Consejos para un Resultado Perfecto

  • Si prefieres galletas más crujientes, puedes dejarlas uno o dos minutos adicionales en el horno.
  • Puedes sustituir la mermelada de fresa por otras opciones como frambuesa, durazno o arándanos.
  • El dulce de leche también es una excelente alternativa para un sabor más intenso.
  • Añadir ralladura de limón o naranja a la masa aporta un aroma fresco y especial.
  • Espolvorear azúcar glas una vez frías mejora la presentación y les da un toque elegante.

Conservación y Almacenamiento

Una de las grandes ventajas de esta receta es su durabilidad:

  • Puedes guardar las galletas en un recipiente hermético a temperatura ambiente durante hasta una semana.
  • También puedes congelarlas por hasta dos meses.
  • Otra opción es congelar la masa ya formada en bolitas y hornearlas cuando las necesites, añadiendo uno o dos minutos extra al tiempo de cocción.

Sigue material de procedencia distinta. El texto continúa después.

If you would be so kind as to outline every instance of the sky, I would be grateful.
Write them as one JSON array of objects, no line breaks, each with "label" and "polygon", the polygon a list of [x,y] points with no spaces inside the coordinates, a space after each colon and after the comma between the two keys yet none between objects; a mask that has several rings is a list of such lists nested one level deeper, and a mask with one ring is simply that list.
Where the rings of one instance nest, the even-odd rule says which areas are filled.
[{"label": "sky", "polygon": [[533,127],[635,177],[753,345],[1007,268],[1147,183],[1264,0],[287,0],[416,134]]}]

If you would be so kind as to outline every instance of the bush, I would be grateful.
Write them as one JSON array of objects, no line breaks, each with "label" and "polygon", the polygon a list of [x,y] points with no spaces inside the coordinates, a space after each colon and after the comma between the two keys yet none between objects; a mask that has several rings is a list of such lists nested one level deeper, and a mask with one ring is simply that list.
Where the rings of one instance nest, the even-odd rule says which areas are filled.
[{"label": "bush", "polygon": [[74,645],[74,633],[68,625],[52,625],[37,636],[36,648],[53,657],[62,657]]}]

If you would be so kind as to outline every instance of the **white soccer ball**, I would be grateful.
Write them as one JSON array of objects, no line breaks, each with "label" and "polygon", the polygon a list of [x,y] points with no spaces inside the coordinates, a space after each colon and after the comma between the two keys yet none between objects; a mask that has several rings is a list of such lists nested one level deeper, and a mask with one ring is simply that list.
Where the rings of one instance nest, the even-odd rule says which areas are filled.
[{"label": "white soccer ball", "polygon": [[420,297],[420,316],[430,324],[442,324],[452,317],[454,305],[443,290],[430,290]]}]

¿Por Qué Esta Receta Rinde Tanto?

El secreto está en la proporción de los ingredientes. El uso de medio kilo de harina permite obtener una masa firme y fácil de dividir en muchas porciones pequeñas sin perder estructura.

Al formar bolitas de tamaño moderado, puedes superar fácilmente las 50 galletas. Esto hace que la receta sea ideal para eventos, reuniones familiares o incluso para venta de repostería casera.

Ideas para Servir y Regalar

Estas galletas son muy versátiles y se adaptan a muchas ocasiones:

  • Celebraciones y cumpleaños
  • Mesas de postres
  • Meriendas escolares
  • Acompañamiento para café o té
  • Regalos hechos en casa

Si decides regalarlas, puedes colocarlas en frascos de vidrio decorados con una cinta. Es un detalle sencillo, económico y muy especial.

Un Clásico que Nunca Falla

Las galletas con centro de mermelada son un clásico de la repostería casera. Su textura suave combinada con el toque ligeramente ácido de la fruta crea un equilibrio perfecto que gusta a todos.

Además, prepararlas en casa es una experiencia en sí misma. Desde mezclar los ingredientes hasta dar forma a cada galleta, todo el proceso invita a disfrutar del momento y compartirlo con los demás.

Resultado Final

Obtendrás galletas doradas por fuera, suaves por dentro y con un centro brillante y dulce que las hace irresistibles. Son el ejemplo perfecto de cómo una receta sencilla puede ofrecer un resultado espectacular.

Con ingredientes básicos, una preparación fácil y un rendimiento sorprendente, estas galletas se convertirán rápidamente en una de tus recetas favoritas.

Anímate a prepararlas y descubre cómo algo tan simple puede llenar tu hogar de sabor, aroma y momentos especiales.